『猫の手』のこれから
ヘルパー1人1人の質を向上させていくこと。
社長が「この二人に任せておけば安心」と信頼関係もばっちりの迫谷さんと長野さん。
―ご利用者さんの意識とはどういうことなのでしょう。詳しく教えていただけますか?
長野―それはヘルパーに対して、“すべてやってくれる人”という意識が強まってきたということです。

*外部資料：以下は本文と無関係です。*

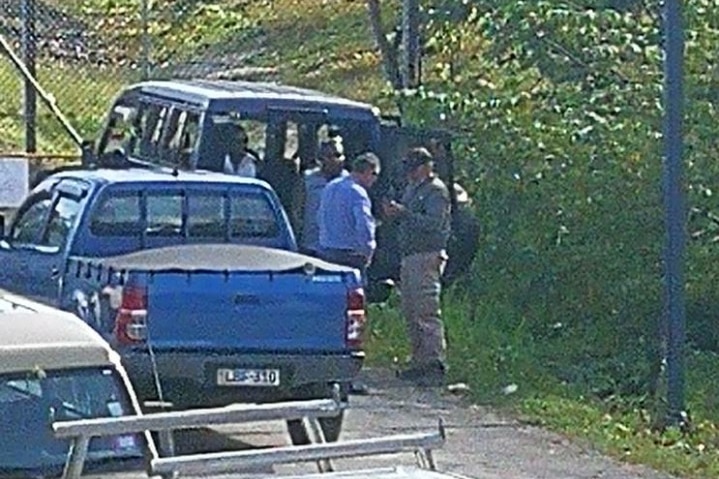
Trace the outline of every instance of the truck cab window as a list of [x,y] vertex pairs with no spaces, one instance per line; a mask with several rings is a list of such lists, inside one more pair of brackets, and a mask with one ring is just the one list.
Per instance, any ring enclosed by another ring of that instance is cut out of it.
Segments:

迫谷―確かに…。そのへん誤解される方もいらっしゃいますね。ヘルパーってお手伝いでもなくボランティアでもない。あくまでも介護保険で決められたなかでの援助ですから。そこをきちんと理解されておらず、「換気扇掃除して」「窓拭いて」と言われたりね。出来ることはしてあげたい気持ちもありますが、やりはじめたら際限なくなってしまう。それに、一人がやると他の曜日に入っているヘルパーにも同じ要求がいってしまいますしね。
長野―事業所には「あれをしてはダメ」「これはダメ」と国からの指導が入るけれど、ご利用者さんやご家族に対しての指導はない。おそらくケアマネさんが国に代わって説明をしてくれているとは思うんですけれど…。なかなかそこの線引きは難しいですね。
各々スタッフが事務作業を機敏にこなしています。
―そこはサ責でもあるお二人にとって、悩ましい部分かもしれませんね。
迫谷―はい。でも現場にでて、まめにご利用者さんとコミュニケーションをとることで解消できていくことも多いのかなと思います。

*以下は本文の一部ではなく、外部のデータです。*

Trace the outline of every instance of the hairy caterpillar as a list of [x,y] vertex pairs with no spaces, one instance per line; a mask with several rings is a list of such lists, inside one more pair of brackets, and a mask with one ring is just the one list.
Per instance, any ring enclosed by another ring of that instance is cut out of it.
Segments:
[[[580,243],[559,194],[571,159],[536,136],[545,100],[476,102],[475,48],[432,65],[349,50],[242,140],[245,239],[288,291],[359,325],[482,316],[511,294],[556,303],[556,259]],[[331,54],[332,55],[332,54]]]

長野―コミュニケーションをうまくとれれば、ご利用者さんとの信頼関係も築け、結果的には「『猫の手』に頼みたい」と言ってもらえたり、ケアマネさんにうちを選んでもらえるようになるのかな…って。そうなっていくのが理想ですよね。
ヘルパーさんの移動は車がメイン。『猫の手』専用の車が7台もあるそう!
迫谷―「このヘルパーさんはいいけれど、このヘルパーさんは嫌だ」ではなく「『猫の手』のヘルパーなら間違いない」とご利用者さんに思ってもらえるよう、ヘルパー1人1人の質を向上させていく努力を今後はしていくべきでしょうね。それこそ、今後の課題なのかな、と。
長野―そうですね。研修会だけでは補えない部分も多いので、実地で指導したり…。そういうことを地道に1つずつやっていくことで、サービスの質を向上させていきたいですね。
編集後記
「電球をかえてほしい」「掃除に困っている」といった、お年寄りのちょっとした悩みを解決する便利屋としての活動が『猫の手』のはじまりだそう。「猫の手も借りたい」というネーミングからきているんです…と今日に至るまでの経緯をお話してくださった社長の想いは、損得なしのとても真っ直ぐなものでした。在宅で介護されたい、それがみんなの気持なんじゃないのかな…と語る社長のもとで働く迫谷さんと長野さんも、しっかりその想いを継いでいるようです。武道で鍛えたたくましい体つきとは正反対に物腰柔らかい迫谷さん。事務に現場にとパワフルに働く長野さん。笑顔で出迎えてくださったスタッフのみなさま。そして、何より快く撮影させてくだったご利用者さんの漆山さん夫婦。何かとても暖かいものをいただいた気がした今回の取材でした。
今回、取材にご協力いただいた迫谷勝彦さん、長野礼子はじめ、『猫の手』の職員の皆さまには心からお礼を申し上げます。